Presumably, if the gorund water were polluted with ethanol, fewer people
would be complaining.
 
Z

Zak

Jan 1, 1970
0
Richard said:
Presumably, if the gorund water were polluted with ethanol, fewer people
would be complaining.

Benzene etc in ground water is not good either, but it isn't as mobile
as MTBE.

The problem with MTBR seems not that it is so toxic, but that it has a
very strong taste.


Thomas
 
P

Pooh Bear

Jan 1, 1970
0
Jeff said:
Ken Smith said:
Hi:

I got a roll of Kester SAC305 alloy 0.031" no-clean flux cored wire
solder.


*NO CLEAN* Gag-gag-gag. Throw it away. I've seen too many problems
caused by "noclean" flux. Get some good water clean flux stuff.
Tested it out by soldering a DIP and some wires to a PCB and
also by tinning some wire. The tinning went a lot smoother (wetted
slightly under the skin, not just the tip near the iron) when some
additional rosin flux liquid was applied.

That's one of the problems with the "no clean" stuff. It isn't very good
flux.

[...]
The point is that technician work areas are also used for eating, as we
don't have separate offices and labs like scientists.

My office is my lab. I eat in the lunch room.

(My emulator has to be hooked to the proto type and to a PC. This either
means I need two PCs or have the lab in the office. They knocked out a
wall to make the space large enough.)
But if we can't
work with chemicals in our work areas, that sure cuts down on the amount
of work we can do.

If chemicals are needed to clean a PCB, I take the PCB to the fume hooded
PCB cleaning area. I don't bring those chemicals into the office/lab.

[...]
If the automated assembly industry will definitely move to lead-free,
what about all the hand soldering that is still done? It seems it is
easier to get automated processes to work well with these solders, but
hand soldering will just never be the same. Is the EU banning only
commercial products from Pb solder processes, or will lead solder be
simply unavailable, such as to hobbyists and engineers doing R&D work?

I think a more expensive solder for hand work will become available.
Chances are it will be an alloy of plutonium, goofium and unsidaisium and
hence be as toxic as all get out but it will be lead free.

I had a spec sheet on my desk for some lead free. It was bragging about a
lower then most other lead free solder melting temps, and I think reasonable
wetting. I was wondering what they used to lower the melting point, since
the usual alternatives are ether expensive (indium), or much more toxic then
lead.

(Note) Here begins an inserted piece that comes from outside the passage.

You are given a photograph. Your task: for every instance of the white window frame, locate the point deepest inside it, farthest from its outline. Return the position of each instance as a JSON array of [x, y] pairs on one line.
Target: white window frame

Reading the spec sheet it was alloyed with a little cadmium.

Well RoHS says you can't use that either !

Next .... ?

Graham
 
P

przemek klosowski

Jan 1, 1970
0
The point is that technician work areas are also used for eating, as we
don't have separate offices and labs like scientists. But if we can't
work with chemicals in our work areas, that sure cuts down on the amount
of work we can do.

The next question is whether there will eventually be a push toward
eliminating Pb based solders in the soldering that we have to do.

I spent some time at aimsolder.com today, looking at their CASTIN alloy,
which contains a little bit of antimony. Says it wets better than SAC305

Talk about jumping out of the frying pan into the fire. One of the
explanations of the name for Antimony is 'anti-monk'---because it killed
monks who worked with it. Lead is positively benign compared to Sb.